Colombia has been engaged in an internal conflict since 1964, when the Revolutionary Armed Forces of Colombia (FARC) declared war on the state. Since then, a number of other insurgencies, including the National Liberation Army (ELN), which also got its start in the 1960s, have risen up against the government. The FARC are believed to have about 16,000 armed combatants, while the ELN’s numbers have fallen to about 5,000.

A number of Colombian administrations have initiated peace talks with the FARC and other groups, many of which have disarmed, but Pastrana has gone furthest in efforts at negotiation.
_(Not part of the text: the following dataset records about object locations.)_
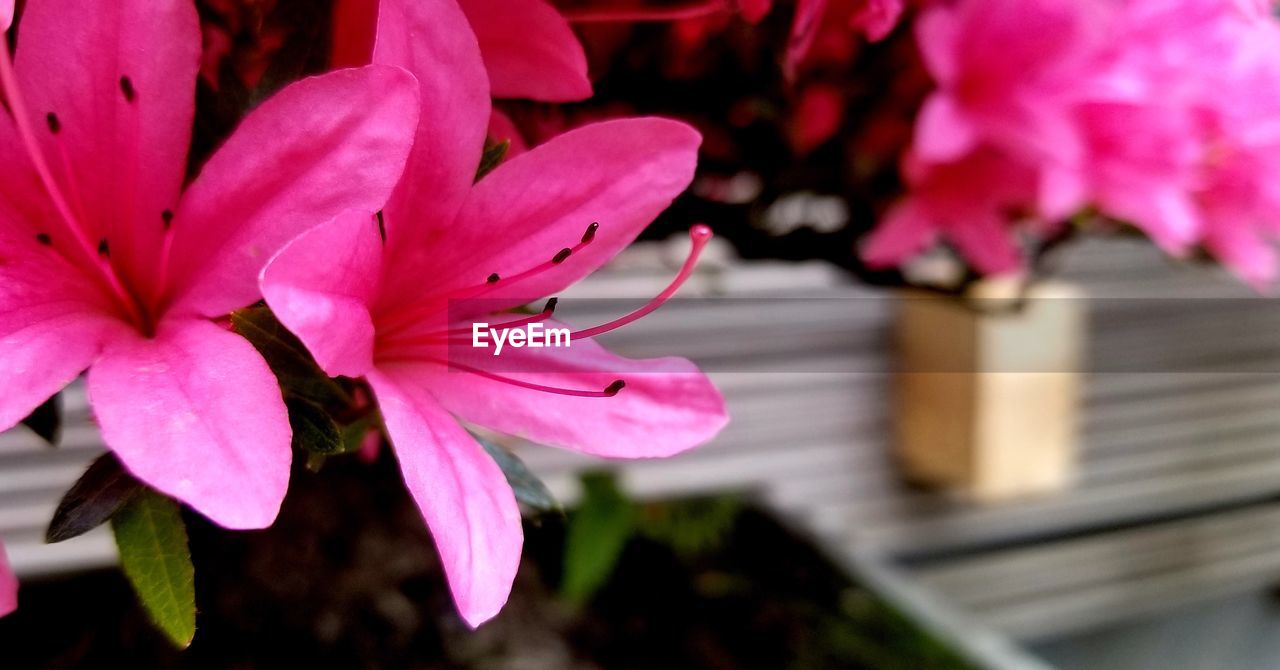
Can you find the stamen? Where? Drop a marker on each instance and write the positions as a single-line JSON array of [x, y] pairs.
[[609, 391], [127, 89], [700, 235], [492, 283]]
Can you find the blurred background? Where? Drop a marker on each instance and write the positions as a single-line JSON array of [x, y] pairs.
[[1074, 466]]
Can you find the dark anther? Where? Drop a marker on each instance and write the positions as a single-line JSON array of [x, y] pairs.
[[127, 89]]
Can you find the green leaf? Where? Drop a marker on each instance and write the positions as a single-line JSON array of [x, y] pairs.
[[314, 429], [288, 358], [95, 497], [152, 542], [46, 420], [598, 532], [492, 158], [529, 488]]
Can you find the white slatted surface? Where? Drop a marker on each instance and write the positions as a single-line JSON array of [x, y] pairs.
[[814, 445]]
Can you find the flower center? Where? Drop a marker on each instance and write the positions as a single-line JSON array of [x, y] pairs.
[[700, 235]]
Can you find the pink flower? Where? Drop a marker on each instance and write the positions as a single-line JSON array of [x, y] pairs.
[[818, 18], [387, 310], [965, 203], [8, 586], [108, 264], [528, 46]]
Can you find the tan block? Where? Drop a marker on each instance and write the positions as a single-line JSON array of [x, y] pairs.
[[987, 399]]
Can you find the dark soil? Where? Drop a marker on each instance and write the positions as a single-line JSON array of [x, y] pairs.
[[348, 578]]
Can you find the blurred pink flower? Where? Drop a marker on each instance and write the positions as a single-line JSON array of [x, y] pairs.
[[965, 203], [108, 264], [874, 19], [1159, 113], [391, 305]]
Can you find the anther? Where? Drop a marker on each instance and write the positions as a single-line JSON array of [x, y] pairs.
[[127, 89]]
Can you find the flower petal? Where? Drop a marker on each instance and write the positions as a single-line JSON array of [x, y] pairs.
[[197, 414], [667, 406], [433, 40], [620, 173], [529, 50], [120, 78], [53, 323], [8, 586], [314, 150], [320, 287], [462, 495]]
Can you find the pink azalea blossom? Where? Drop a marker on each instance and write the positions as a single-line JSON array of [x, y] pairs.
[[813, 18], [108, 264], [379, 308], [528, 46], [8, 586], [965, 203], [1159, 113]]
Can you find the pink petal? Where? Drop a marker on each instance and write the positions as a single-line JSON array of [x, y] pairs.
[[462, 495], [503, 130], [316, 149], [433, 40], [320, 287], [53, 323], [529, 50], [197, 414], [942, 132], [8, 584], [120, 77], [620, 173], [667, 405]]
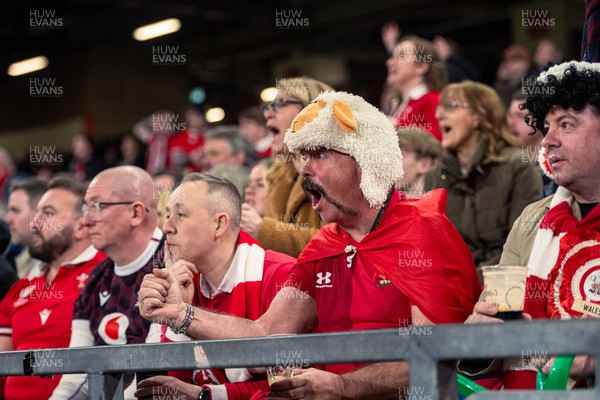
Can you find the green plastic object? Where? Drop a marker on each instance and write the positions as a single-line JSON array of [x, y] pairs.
[[467, 387], [556, 380], [558, 377]]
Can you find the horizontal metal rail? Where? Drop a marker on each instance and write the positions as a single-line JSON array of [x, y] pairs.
[[430, 351]]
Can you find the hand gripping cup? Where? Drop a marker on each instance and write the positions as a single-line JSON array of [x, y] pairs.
[[504, 287], [279, 372]]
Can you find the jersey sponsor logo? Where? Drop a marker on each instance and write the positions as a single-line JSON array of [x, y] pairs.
[[82, 279], [113, 328], [23, 296], [104, 296], [383, 281], [44, 314], [323, 280]]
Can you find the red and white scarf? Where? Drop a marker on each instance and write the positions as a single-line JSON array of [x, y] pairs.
[[243, 282], [564, 267], [563, 274]]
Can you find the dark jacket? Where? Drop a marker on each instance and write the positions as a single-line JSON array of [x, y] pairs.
[[484, 203]]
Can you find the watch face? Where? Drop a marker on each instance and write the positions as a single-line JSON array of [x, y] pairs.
[[205, 394]]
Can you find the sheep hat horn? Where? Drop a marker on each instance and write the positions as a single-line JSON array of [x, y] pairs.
[[348, 124]]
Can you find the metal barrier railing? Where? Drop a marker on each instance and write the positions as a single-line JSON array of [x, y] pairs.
[[430, 352]]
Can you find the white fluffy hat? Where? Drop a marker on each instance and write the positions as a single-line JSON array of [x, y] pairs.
[[348, 124]]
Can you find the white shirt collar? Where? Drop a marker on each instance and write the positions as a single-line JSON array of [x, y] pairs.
[[227, 283], [142, 259]]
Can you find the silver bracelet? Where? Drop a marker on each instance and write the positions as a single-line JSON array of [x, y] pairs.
[[187, 320]]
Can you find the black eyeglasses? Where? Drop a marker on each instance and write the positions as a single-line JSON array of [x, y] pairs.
[[277, 105], [96, 206]]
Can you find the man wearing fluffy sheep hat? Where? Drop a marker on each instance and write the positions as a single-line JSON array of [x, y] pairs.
[[384, 261]]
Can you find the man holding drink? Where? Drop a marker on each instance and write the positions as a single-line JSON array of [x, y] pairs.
[[375, 266], [558, 238]]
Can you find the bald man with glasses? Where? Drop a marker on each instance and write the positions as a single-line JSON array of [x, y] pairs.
[[119, 211]]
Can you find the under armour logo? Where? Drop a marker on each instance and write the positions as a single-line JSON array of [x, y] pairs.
[[323, 278]]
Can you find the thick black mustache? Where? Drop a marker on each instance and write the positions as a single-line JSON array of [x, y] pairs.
[[308, 184]]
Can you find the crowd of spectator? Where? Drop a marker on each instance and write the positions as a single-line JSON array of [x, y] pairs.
[[314, 183]]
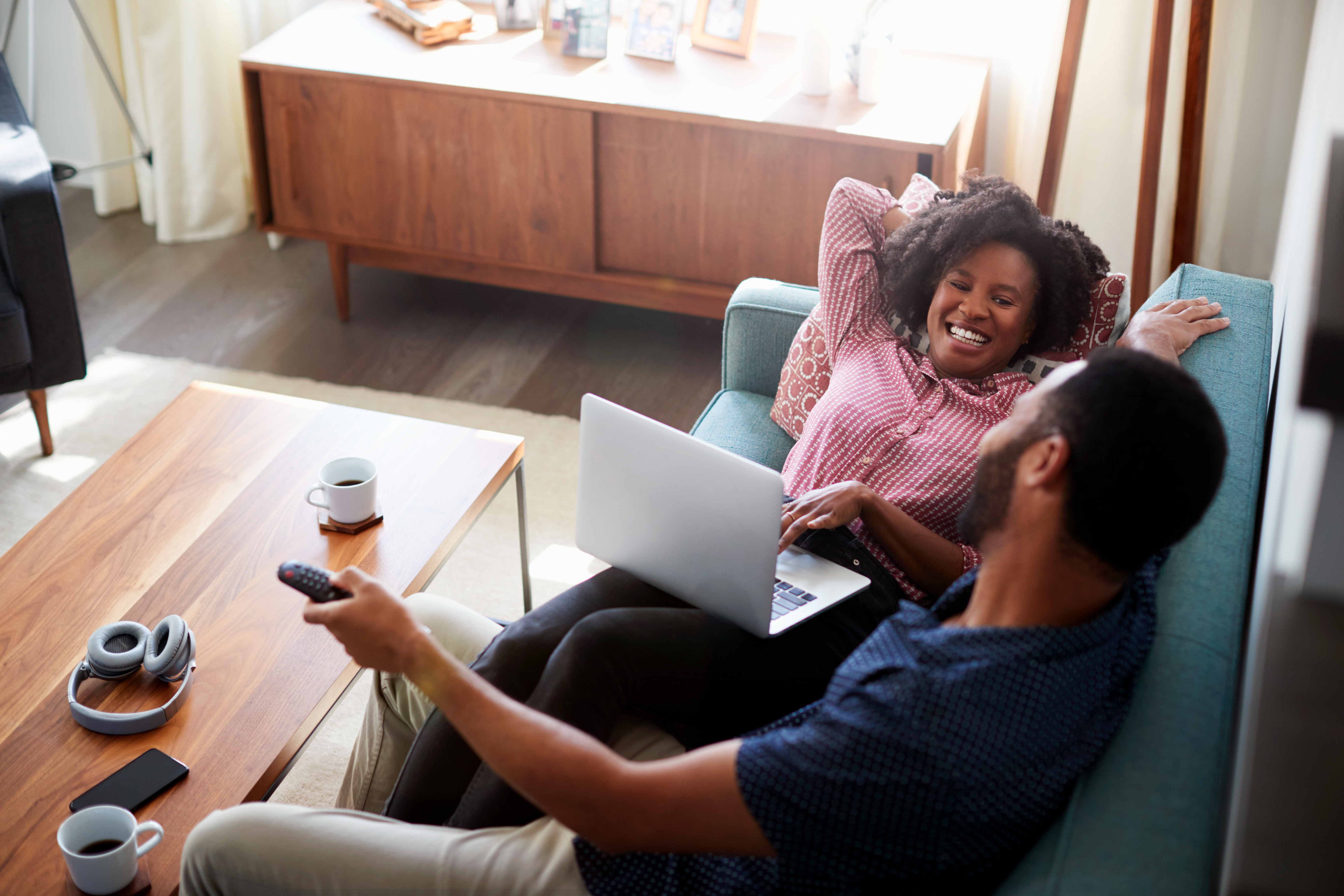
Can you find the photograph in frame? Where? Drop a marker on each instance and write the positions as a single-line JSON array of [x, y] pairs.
[[652, 29], [515, 15], [726, 26], [587, 25]]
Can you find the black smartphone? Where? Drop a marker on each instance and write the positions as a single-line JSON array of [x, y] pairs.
[[135, 784]]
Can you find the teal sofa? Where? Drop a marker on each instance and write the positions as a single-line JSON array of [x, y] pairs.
[[1148, 819]]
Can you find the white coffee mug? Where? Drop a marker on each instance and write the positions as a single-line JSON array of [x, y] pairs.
[[100, 847], [350, 487]]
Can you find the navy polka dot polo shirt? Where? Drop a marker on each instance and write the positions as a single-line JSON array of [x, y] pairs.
[[932, 764]]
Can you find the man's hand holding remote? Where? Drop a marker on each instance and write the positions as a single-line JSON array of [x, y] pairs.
[[689, 804]]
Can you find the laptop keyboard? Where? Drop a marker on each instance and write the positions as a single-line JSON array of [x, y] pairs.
[[788, 598]]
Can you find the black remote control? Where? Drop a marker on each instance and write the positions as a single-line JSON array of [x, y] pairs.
[[311, 581]]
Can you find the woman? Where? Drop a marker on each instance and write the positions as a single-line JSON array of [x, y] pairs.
[[892, 445], [892, 449]]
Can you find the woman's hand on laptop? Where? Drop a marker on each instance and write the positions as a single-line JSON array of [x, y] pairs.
[[828, 508]]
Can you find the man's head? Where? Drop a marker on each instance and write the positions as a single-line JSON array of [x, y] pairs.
[[1130, 441]]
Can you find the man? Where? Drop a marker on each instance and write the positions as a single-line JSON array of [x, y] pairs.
[[943, 747]]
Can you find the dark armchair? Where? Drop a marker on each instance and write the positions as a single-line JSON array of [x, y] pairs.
[[41, 343]]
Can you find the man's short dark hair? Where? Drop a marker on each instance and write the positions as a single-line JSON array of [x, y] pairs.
[[1147, 455]]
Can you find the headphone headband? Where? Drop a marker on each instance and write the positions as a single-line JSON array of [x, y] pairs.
[[177, 664]]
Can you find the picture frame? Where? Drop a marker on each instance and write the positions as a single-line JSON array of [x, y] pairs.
[[654, 29], [725, 26], [553, 21], [517, 15], [587, 26]]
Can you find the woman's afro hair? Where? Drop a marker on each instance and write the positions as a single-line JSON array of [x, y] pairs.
[[991, 209]]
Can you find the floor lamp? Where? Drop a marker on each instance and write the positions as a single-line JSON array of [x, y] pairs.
[[60, 170]]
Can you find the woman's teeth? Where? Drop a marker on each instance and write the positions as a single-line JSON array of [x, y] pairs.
[[967, 336]]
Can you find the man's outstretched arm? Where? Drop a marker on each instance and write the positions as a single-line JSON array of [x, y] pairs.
[[1170, 328], [689, 804]]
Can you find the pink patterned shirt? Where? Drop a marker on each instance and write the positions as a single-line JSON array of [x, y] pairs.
[[888, 420]]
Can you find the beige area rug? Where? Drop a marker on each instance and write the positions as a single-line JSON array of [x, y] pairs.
[[92, 418]]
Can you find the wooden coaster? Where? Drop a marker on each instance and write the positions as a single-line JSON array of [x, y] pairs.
[[327, 524], [138, 886]]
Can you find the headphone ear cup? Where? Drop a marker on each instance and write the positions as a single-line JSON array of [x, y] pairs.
[[117, 651], [168, 648]]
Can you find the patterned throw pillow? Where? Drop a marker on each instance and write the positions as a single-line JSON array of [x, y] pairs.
[[807, 371]]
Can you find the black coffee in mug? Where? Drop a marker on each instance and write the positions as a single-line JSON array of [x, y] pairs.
[[100, 847]]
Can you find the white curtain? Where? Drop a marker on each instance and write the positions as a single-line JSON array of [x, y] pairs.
[[177, 62], [1023, 41], [1256, 73]]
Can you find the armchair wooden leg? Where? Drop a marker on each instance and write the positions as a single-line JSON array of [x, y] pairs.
[[338, 257], [38, 398]]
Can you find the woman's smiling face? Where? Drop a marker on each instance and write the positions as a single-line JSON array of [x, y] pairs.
[[982, 312]]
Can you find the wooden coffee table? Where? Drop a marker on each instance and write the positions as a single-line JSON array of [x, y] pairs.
[[191, 518]]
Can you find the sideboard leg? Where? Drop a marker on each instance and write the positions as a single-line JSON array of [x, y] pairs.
[[336, 254]]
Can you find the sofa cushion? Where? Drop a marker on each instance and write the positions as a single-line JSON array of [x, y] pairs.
[[15, 350], [740, 422], [760, 323], [1148, 817]]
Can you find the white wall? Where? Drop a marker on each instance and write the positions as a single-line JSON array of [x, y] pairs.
[[1256, 78], [61, 103], [1256, 73], [1300, 438]]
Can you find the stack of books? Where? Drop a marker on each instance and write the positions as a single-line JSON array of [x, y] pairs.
[[428, 21]]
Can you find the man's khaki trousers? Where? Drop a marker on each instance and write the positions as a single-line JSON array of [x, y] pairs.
[[273, 850]]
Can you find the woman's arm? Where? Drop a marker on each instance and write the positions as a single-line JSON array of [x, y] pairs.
[[929, 561], [855, 228], [689, 804]]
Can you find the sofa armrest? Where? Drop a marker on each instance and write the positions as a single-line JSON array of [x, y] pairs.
[[758, 327]]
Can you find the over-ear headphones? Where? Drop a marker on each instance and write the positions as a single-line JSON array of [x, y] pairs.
[[116, 653]]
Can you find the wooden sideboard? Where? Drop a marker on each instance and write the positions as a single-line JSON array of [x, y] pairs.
[[499, 160]]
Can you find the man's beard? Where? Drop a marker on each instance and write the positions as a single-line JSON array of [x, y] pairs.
[[993, 492]]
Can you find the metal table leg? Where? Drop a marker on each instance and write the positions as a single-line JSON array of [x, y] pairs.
[[522, 536]]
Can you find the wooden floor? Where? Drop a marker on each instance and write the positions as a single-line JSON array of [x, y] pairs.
[[234, 303]]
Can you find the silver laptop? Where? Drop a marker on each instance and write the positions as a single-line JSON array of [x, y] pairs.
[[698, 522]]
In November 1998, the government granted the FARC a demilitarized zone the size of Switzerland in the southern part of the country, which is also a major coca- and cocaine-producing area.

The demilitarized zone and negotiations with the FARC were part of the deal that helped former U.S. President Bill Clinton (1997-2001) win U.S. congressional approval for Plan Colombia. Washington later came to see the demilitarized zone as more a curse than a blessing, according to the Colombian weekly Cambio.

"If in 2000 the [demilitarized zone] seemed to be proof of a peace process, today Wash-ington sees it as a terrorist enclave that is only four hours by plane from Miami," according to an article in the magazine’s Nov. 12, 2001, issue.

Further complicating the situation is the FARC’s increasing — and increasingly open — involvement in the drug trade. Analysts say that the drug money has helped the guerrillas build a better army, acquire more sophisticated weapons and wage a more professional public relations campaign.

In a visit to Washington in mid-November 2001, Pastrana heard a shift in the views of Republican congressional leaders.

"We are committed to helping the Colombian government eradicate the terrorist plague," Rep. Dennis Hastert, a Republican from Illinois and speaker of the lower house of Congress, said.

Rep. Marc Souder, a Republican from Indiana, put the shift more clearly, saying, "The line that may have existed between insurgency, drug trafficking and terrorism has disappeared completely."

Washington’s new view of the Colombian conflict is directly related to the war on terrorism that Bush declared after the attacks on the World Trade Center and the Pentagon. Colombia’s major armed groups — the FARC, ELN and United Self-Defense Forces of Colombia (AUC), a paramilitary umbrella organization — are three of the four Latin American groups that the U.S. government has classified as foreign terrorist organizations.

The Shining Path, the Maoist group that waged war on the Peruvian government in the 1980s and early 1990s, is the fourth.

The possibility that Plan Colombia may slide rapidly into a Vietnam-like war against the FARC is raising fears in the five countries bordering Colombia.

"The paradigm in the United States for establishing Plan Colombia was the war on drugs. Since Sept. 11, it is drugs, guerrillas and terrorism," said Hernán Ramos, editor of the Quito daily El Comercio.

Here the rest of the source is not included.